Selon un communiqué, le Haut Commissaire aux droits de l’homme, Volker Türk révèle qu’au moins 56 personnes ont été exécutées depuis le 19 mars dernier pour des accusations relevant de la sécurité nationale et 27 autres avaient été condamnées dans des dossiers liés aux manifestations ayant éclaté à la fin du mois de décembre 2025 avant d’atteindre leur point culminant les 8 et 9 janvier 2026.
Les premières exécutions associées à ce mouvement de contestation avaient été annoncées le 19 mars dernier, lorsque les autorités iraniennes avaient indiqué avoir pendu trois hommes reconnus coupables du meurtre de policiers durant les manifestations.
Par ailleurs, le Haut Commissariat des Nations Unies estime que plus d’une centaine d’autres condamnés risquent également d’être exécutés pour ces mêmes chefs d’accusation.

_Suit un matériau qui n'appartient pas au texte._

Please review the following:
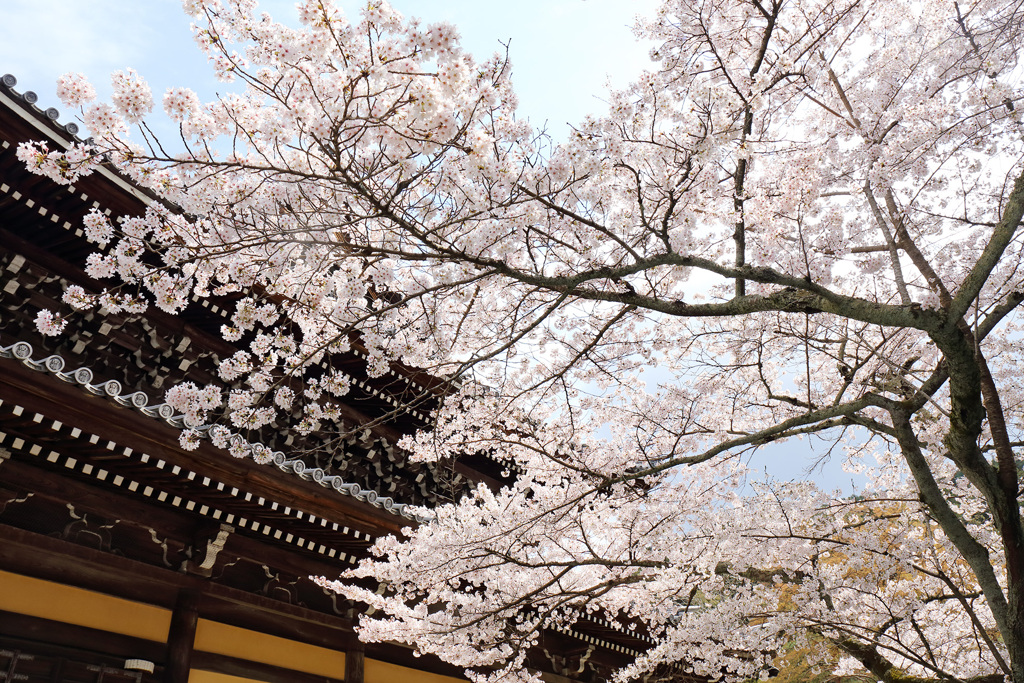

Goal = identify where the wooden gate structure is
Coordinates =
[0,76,652,683]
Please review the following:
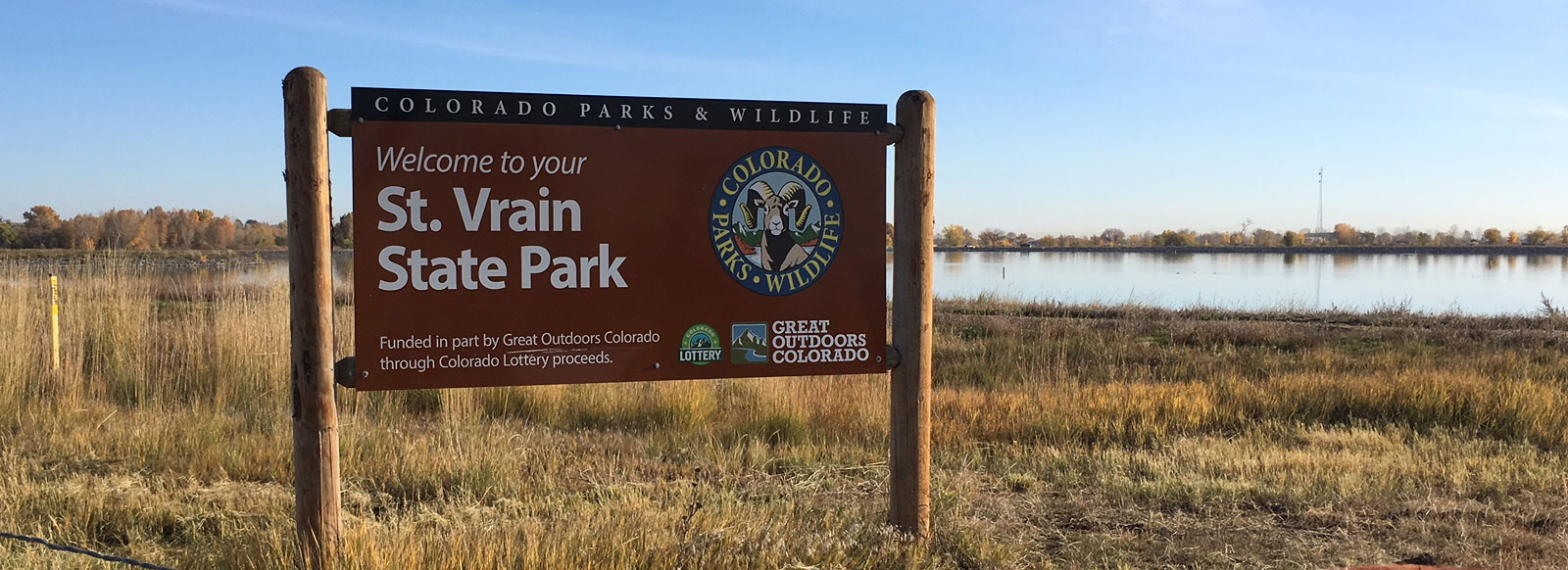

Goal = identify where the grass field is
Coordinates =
[0,263,1568,568]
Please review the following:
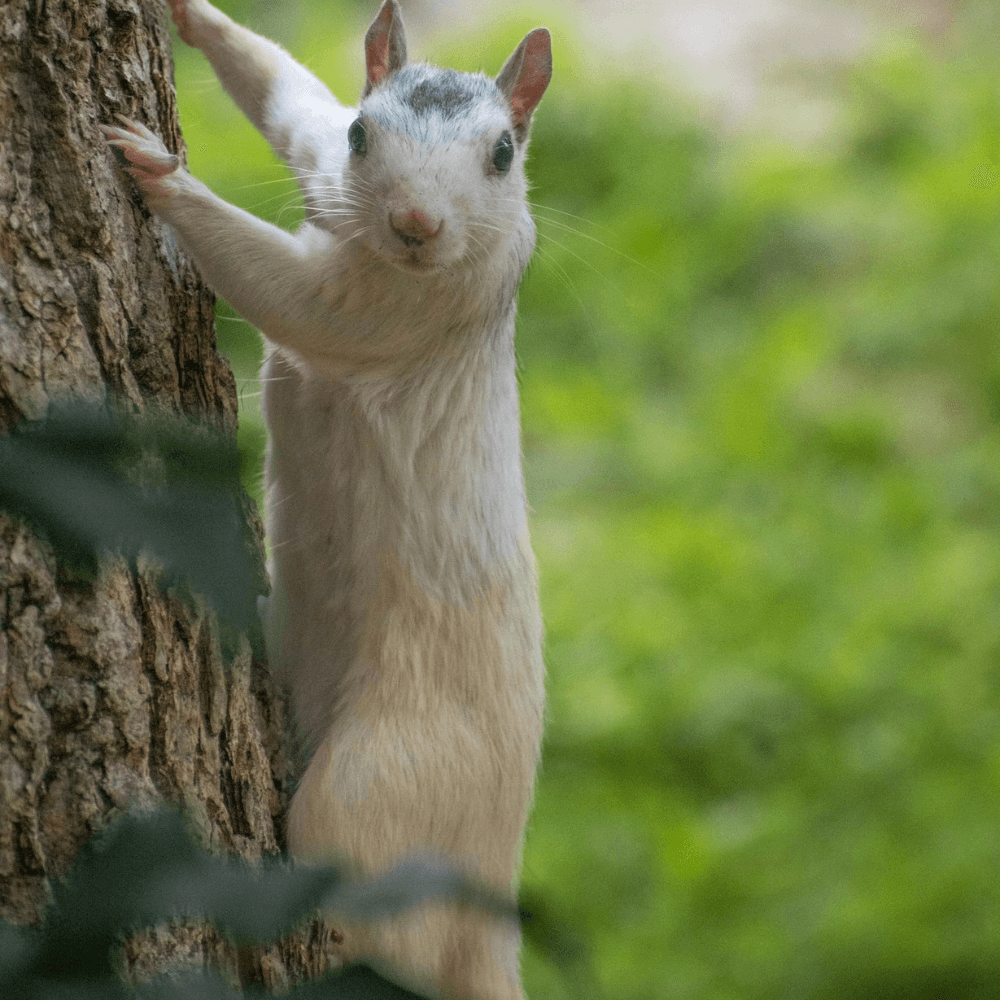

Le HCDH souligne d’autre part, que les exécutions pour des infractions liées aux stupéfiants continuent d’être appliquées en Iran, à un rythme jugé préoccupant.
Cette recrudescence des exécutions intervient dans un contexte de fortes tensions conflictuelles depuis le déclenchement, le 28 février, des frappes américano-israéliennes contre l’Iran suivies de ripostes iraniennes.
Volker Türk s’est déclaré «alarmé» par l’augmentation des condamnations à mort et des exécutions depuis le mois de mars 2026, estimant que la peine capitale est utilisée pour « semer la peur » et réprimer les voix dissidentes.
Il a également mis en cause le fonctionnement du système judiciaire iranien, évoquant de graves insuffisances en matière de garanties d’un procès équitable.
Le Haut Commissaire aux Droits de l’Homme évoque aussi les allégations faisant état d’aveux obtenus sous la torture ou d’autres mauvais traitements, de condamnations prononcées à l’issue de procédures expéditives ainsi que d’exécutions publiques.
Il a enfin exhorté les autorités iraniennes à suspendre immédiatement toutes les exécutions et à engager un processus conduisant à l’abolition de la peine de mort dans le pays.
Selon plusieurs organisations de défense des droits humains, dont Amnesty International, l’Iran demeure le deuxième pays au monde ayant le plus recours à la peine capitale, derrière la Chine.